Volmer: Der Westen, der misst mit zweierlei Maß. Man muss überhaupt kein Freund Putins sein, aber nicht alles, was Putin sagt, ist falsch. Man sollte auch nicht alles psychologisieren. Putin und Russland macht Einflusszonen-Politik, völlig eindeutig, aber das macht der Westen auch. Der Westen ist nach der deutschen Einheit militärisch Stück für Stück an Russland rangerückt und nachdem nun die pro-russische Regierung in der Ukraine gestürzt worden war und eine Regierung an die Macht gekommen ist, die zwar zum großen Teil aus westlich orientierten Modernisierern besteht, auf der anderen Seite aber auch einige Faschisten beinhaltet, darf man sich nicht wundern, dass irgendwann aus Moskauer Sicht das Fass zum Überlaufen gekommen ist und man sich gegen diese expansive Politik des Westens aus der Moskauer Sicht aus guten Gründen zur Wehr setzt. Es gibt also eine Einflusszonen-Politik, aber da ist nicht nur Putin der Schurke.
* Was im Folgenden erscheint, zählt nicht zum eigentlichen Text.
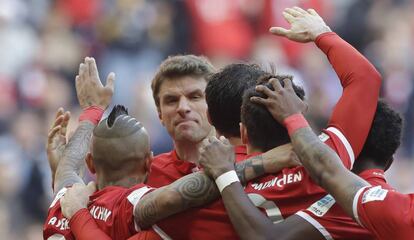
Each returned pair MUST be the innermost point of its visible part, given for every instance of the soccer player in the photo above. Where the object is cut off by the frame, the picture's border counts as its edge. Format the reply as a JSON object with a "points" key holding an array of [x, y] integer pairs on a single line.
{"points": [[284, 194], [386, 213], [120, 158]]}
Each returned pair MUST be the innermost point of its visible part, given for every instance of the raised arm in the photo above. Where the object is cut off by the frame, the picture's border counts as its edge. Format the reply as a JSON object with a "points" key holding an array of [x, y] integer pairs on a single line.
{"points": [[361, 82], [93, 98]]}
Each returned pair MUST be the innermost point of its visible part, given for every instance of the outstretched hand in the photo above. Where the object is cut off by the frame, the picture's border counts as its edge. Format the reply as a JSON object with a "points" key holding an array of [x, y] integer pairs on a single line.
{"points": [[89, 88], [56, 139], [281, 102], [216, 156], [305, 25], [76, 198]]}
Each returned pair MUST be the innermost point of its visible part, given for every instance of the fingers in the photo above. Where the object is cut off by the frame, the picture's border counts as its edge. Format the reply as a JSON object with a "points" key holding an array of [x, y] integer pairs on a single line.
{"points": [[91, 188], [52, 134], [264, 90], [259, 100], [110, 80], [279, 31], [288, 84], [293, 12], [300, 10], [276, 84], [289, 18], [65, 122], [313, 12]]}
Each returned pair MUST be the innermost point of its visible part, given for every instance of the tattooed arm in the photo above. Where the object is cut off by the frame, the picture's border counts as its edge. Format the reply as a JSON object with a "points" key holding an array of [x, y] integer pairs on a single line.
{"points": [[198, 189], [326, 169], [73, 156]]}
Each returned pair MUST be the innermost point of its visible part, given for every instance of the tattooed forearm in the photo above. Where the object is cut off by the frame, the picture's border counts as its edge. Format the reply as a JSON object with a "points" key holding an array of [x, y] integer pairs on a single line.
{"points": [[317, 158], [250, 168], [193, 190], [67, 172]]}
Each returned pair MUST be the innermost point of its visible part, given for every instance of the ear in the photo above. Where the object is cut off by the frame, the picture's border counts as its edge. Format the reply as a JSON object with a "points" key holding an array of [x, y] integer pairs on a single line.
{"points": [[243, 134], [389, 163], [208, 117], [148, 162], [160, 115], [89, 163]]}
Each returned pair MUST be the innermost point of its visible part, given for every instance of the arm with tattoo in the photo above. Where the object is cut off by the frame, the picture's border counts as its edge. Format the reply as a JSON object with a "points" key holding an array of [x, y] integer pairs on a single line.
{"points": [[73, 156], [326, 169]]}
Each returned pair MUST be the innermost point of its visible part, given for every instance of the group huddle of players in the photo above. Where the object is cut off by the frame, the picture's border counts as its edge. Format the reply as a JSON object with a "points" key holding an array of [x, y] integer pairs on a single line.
{"points": [[267, 176]]}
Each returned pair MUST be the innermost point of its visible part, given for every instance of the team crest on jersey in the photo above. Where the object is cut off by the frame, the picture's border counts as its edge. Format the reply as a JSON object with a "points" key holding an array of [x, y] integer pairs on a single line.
{"points": [[322, 206], [279, 181], [374, 194]]}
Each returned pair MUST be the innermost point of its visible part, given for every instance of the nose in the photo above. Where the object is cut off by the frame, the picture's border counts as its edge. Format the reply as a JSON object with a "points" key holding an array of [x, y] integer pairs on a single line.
{"points": [[183, 106]]}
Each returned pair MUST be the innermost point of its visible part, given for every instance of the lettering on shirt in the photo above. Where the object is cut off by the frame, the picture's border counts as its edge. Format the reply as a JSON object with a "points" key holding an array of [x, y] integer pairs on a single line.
{"points": [[374, 194], [62, 223], [100, 213], [279, 181]]}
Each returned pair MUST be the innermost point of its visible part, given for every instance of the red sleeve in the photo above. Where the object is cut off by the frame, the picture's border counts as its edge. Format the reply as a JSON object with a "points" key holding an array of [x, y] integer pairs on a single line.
{"points": [[84, 227], [361, 82], [384, 212]]}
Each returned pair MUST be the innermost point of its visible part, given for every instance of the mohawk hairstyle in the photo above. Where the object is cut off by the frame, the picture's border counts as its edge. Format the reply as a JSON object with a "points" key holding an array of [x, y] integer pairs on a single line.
{"points": [[117, 110]]}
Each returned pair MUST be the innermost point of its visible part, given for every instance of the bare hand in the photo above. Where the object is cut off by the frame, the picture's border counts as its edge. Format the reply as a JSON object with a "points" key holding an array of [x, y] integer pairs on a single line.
{"points": [[305, 25], [76, 198], [89, 87], [282, 102], [217, 156], [279, 158], [56, 139]]}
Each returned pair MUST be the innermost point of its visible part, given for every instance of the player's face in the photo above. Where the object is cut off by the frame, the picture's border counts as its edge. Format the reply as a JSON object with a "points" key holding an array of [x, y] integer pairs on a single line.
{"points": [[183, 108]]}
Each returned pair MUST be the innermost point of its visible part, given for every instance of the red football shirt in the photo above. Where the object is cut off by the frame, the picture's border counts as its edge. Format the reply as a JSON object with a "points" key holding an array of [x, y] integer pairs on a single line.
{"points": [[387, 214], [111, 207], [332, 222]]}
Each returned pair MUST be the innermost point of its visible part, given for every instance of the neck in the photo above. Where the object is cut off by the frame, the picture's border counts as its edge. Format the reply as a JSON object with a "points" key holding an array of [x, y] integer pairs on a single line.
{"points": [[126, 181], [187, 151], [250, 149], [364, 164], [235, 141]]}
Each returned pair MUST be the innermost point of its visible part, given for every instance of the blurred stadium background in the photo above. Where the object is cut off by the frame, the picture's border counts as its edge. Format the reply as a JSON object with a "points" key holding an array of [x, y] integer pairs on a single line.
{"points": [[42, 43]]}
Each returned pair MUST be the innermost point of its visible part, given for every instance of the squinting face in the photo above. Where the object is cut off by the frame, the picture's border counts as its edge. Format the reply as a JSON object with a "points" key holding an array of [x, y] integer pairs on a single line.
{"points": [[183, 108]]}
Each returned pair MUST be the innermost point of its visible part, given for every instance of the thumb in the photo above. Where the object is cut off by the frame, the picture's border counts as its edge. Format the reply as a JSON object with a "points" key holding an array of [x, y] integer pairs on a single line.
{"points": [[279, 31], [91, 187], [110, 81]]}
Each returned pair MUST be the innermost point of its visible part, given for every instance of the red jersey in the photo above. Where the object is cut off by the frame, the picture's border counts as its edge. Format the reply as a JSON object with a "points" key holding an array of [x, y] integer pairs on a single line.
{"points": [[283, 194], [332, 222], [112, 208], [386, 213]]}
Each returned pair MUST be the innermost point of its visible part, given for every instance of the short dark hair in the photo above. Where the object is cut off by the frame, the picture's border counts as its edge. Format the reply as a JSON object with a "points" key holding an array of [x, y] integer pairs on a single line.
{"points": [[384, 137], [224, 94], [263, 130], [117, 110], [179, 66]]}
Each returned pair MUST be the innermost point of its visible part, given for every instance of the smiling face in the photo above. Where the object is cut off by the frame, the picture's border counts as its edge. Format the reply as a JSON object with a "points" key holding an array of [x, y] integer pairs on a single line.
{"points": [[183, 108]]}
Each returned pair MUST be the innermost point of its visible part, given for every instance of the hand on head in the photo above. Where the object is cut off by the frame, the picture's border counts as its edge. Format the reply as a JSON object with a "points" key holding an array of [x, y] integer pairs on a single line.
{"points": [[281, 102], [305, 25], [216, 156], [89, 88], [76, 198]]}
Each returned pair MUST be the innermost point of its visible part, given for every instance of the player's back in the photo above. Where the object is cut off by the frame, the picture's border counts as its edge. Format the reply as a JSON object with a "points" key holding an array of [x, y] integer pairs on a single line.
{"points": [[111, 207]]}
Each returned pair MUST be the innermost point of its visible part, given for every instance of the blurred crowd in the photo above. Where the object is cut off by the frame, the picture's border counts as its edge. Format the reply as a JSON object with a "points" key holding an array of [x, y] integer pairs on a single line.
{"points": [[42, 43]]}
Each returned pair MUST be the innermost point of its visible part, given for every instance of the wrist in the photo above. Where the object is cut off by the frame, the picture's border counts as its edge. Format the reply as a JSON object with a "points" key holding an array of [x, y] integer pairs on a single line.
{"points": [[92, 114], [226, 179], [221, 171], [295, 122]]}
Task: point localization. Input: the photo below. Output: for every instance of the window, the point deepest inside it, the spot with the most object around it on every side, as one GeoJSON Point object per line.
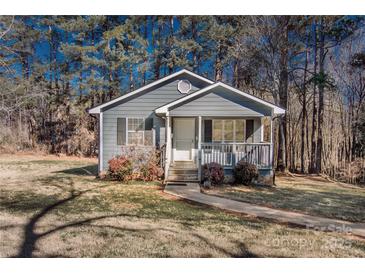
{"type": "Point", "coordinates": [240, 130]}
{"type": "Point", "coordinates": [249, 131]}
{"type": "Point", "coordinates": [121, 131]}
{"type": "Point", "coordinates": [217, 130]}
{"type": "Point", "coordinates": [135, 131]}
{"type": "Point", "coordinates": [228, 130]}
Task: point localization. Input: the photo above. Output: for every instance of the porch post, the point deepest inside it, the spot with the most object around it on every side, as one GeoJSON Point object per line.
{"type": "Point", "coordinates": [199, 146]}
{"type": "Point", "coordinates": [168, 144]}
{"type": "Point", "coordinates": [271, 142]}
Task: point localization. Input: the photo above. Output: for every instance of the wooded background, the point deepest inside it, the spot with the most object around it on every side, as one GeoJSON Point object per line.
{"type": "Point", "coordinates": [52, 68]}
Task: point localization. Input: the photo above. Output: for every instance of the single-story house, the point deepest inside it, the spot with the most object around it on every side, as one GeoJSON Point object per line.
{"type": "Point", "coordinates": [193, 121]}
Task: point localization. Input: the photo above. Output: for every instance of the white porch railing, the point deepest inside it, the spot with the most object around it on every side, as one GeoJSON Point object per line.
{"type": "Point", "coordinates": [228, 154]}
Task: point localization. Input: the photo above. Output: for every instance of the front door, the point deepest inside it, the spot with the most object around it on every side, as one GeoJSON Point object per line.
{"type": "Point", "coordinates": [183, 139]}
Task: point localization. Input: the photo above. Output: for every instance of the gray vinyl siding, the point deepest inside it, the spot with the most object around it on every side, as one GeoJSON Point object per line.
{"type": "Point", "coordinates": [220, 104]}
{"type": "Point", "coordinates": [256, 127]}
{"type": "Point", "coordinates": [142, 106]}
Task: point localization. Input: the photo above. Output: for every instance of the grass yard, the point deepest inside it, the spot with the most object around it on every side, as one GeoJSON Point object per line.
{"type": "Point", "coordinates": [312, 195]}
{"type": "Point", "coordinates": [54, 207]}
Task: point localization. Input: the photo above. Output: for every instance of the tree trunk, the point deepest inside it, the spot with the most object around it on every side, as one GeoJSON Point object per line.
{"type": "Point", "coordinates": [320, 98]}
{"type": "Point", "coordinates": [304, 110]}
{"type": "Point", "coordinates": [283, 95]}
{"type": "Point", "coordinates": [314, 113]}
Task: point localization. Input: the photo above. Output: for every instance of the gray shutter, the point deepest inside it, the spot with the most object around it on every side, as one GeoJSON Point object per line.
{"type": "Point", "coordinates": [121, 131]}
{"type": "Point", "coordinates": [249, 131]}
{"type": "Point", "coordinates": [148, 123]}
{"type": "Point", "coordinates": [208, 131]}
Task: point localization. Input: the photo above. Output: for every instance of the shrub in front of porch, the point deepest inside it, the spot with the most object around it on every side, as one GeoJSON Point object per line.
{"type": "Point", "coordinates": [245, 173]}
{"type": "Point", "coordinates": [120, 168]}
{"type": "Point", "coordinates": [213, 172]}
{"type": "Point", "coordinates": [145, 163]}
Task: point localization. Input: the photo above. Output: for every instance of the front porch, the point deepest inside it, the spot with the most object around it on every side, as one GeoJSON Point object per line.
{"type": "Point", "coordinates": [192, 142]}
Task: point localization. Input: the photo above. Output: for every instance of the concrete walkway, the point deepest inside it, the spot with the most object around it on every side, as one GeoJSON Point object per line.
{"type": "Point", "coordinates": [191, 191]}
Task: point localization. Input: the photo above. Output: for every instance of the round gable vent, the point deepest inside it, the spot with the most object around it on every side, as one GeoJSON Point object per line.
{"type": "Point", "coordinates": [184, 86]}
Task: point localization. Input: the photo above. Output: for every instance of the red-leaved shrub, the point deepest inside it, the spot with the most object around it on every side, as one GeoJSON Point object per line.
{"type": "Point", "coordinates": [120, 168]}
{"type": "Point", "coordinates": [213, 172]}
{"type": "Point", "coordinates": [245, 173]}
{"type": "Point", "coordinates": [151, 172]}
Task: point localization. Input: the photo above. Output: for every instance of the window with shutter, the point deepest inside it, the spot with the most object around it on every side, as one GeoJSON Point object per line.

"Westen misst mit zweierlei Maß"
Kapern: Aber mit dieser militärischen Ausdehnung des Westens meinen Sie ja die NATO-Erweiterung, nehme ich an, Richtung Osten. Das was Sie da gerade fordern, würde darauf hinauslaufen, dass Russland ein Vetorecht über souveräne Entscheidungen souveräner Staaten beanspruchen könnte.
Volmer: Nein, darum geht es überhaupt nicht, sondern der Westen hat nicht unbedingt immer Politik mit Augenmaß gemacht. Man hat doch sehen können – und das wurde ja auch in einigen Kreisen damals diskutiert -, dass die Ukraine eine Scharnierfunktion hat zwischen dem Westen und Russland.
Kapern: Aber die Ukraine ist ja nicht NATO-Mitglied.
Volmer: Richtig. Aber die Amerikaner insbesondere haben das immer wieder ins Gespräch gebracht. Sie haben Raketenstationierungen dort angedroht und aus Moskauer Sicht muss so was als Bedrohung empfunden werden. Das hätten wir umgekehrt genauso gesehen. Man muss sich einfach mal auf den Moskauer Standpunkt stellen und die Perspektive verändern, dann sieht man, dass die Moskauer Sicht nicht nur irrational ist.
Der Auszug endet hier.